François a partir de su amorío comienza a mostrarse cada vez más feliz, lo vemos sonriendo, saltando y bailando. Tiene en casa a una mujer que lo cuida, lo atiende y lo ama; y cerca de casa a otra mujer que lo satisface de otras maneras, distintas a las del seno conyugal. Él dice estar enamorado de ambas. Se lo cree. Pero en realidad, François está enamorado del amor. Vemos, según Roland Barthes, la anulación de Thérèse: “el sujeto llega a anular al objeto amado bajo el peso del amor mismo: por una perversión típicamente amorosa, lo que el sujeto ama es el amor y no el objeto”. François trasladó su deseo, de este objeto anulado (Thérèse), al deseo mismo; es su deseo lo que desea, y el ser amado no es más que su agente, por eso puede ser intercambiable, por Émilie, por ejemplo. Pero también, puede ser intercambiable porque Thérèse cumple el rol que cumplía cualquier mujer, a la perfección. Es anulada como sujeto y como objeto del amor.
“A mi mujer la conocí durante el servicio militar en Chalon. Enseguida nos gustamos y me casé con ella. Si te hubiera conocido primero, viviría contigo” – le dice François a Émilie, portando de sustituibilidad la figura de su mujer.
Thérèse una tarde, al ver tan feliz a su marido le pregunta qué lo hace tan feliz. François tras rodeos, le intenta explicar, confiesa a través de una metáfora frutal. Ella dice que lo comprende. Hacen el amor bajo aquel sol que siempre los acompaña en esos fines de semana campestres.
Cuando más tarde François despierta ante los llamados de sus hijos, Thérèse no está por ningún lado. La llama, la busca, pregunta si la han visto; la desesperación aumenta. A lo lejos, gente amontonada. Thérèse se ahogó y la vemos cual Ofelia, otra vez, a modo de collage: escenas nos muestran sus intentos de aferrarse a las ramas de un árbol. Ya no queda nada a lo que pueda aferrarse.
Abajo, Ofelia de John Everett Millais |
Las escenas que le siguen al duelo nos vuelven a mostrar manos, pero ya no son las manos de Thérèse las que cosen, lavan, cuidan, cocinan. Son las manos de Émilie, desplazada de su rol de amante pasa a ser la nueva esposa de François. El sujeto-objeto anulado fue reemplazado por otro que reproduce el modelo de felicidad impuesto, ocupando ese lugar de objeto anulado que permite la realización de ese ideal de familia.

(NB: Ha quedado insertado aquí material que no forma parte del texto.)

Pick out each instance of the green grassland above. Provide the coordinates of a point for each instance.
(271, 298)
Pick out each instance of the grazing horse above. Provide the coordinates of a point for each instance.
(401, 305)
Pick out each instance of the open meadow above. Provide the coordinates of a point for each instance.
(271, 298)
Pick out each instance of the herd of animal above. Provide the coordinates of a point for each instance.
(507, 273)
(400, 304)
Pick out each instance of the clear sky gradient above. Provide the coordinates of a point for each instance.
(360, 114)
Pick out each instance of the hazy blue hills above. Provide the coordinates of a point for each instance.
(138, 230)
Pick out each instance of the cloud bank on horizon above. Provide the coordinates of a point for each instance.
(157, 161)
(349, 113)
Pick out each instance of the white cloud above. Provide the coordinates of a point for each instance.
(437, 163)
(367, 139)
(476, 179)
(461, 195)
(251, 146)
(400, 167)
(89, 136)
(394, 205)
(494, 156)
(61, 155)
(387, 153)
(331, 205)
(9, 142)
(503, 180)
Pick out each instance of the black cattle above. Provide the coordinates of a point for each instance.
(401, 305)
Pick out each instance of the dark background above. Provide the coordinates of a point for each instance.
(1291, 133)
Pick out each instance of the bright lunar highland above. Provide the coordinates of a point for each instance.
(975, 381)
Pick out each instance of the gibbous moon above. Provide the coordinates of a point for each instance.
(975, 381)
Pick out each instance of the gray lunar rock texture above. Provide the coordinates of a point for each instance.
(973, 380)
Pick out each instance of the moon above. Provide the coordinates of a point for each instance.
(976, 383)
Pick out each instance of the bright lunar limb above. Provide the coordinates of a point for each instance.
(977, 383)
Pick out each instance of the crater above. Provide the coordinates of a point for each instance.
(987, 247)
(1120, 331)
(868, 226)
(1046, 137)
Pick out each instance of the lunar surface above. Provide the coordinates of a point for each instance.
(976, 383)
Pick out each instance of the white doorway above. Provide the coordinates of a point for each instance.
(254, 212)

Finalmente, así como en un principio una familia se acercaba a la cámara, ahora la vemos alejarse en el campo, con ropas otoñales; el reemplazo es imperceptible. La felicidad: todos de la mano de François que siguió amando al amor, amando sujetos sin personalidad, deseando su deseo dentro de su egoísmo y sus privilegios.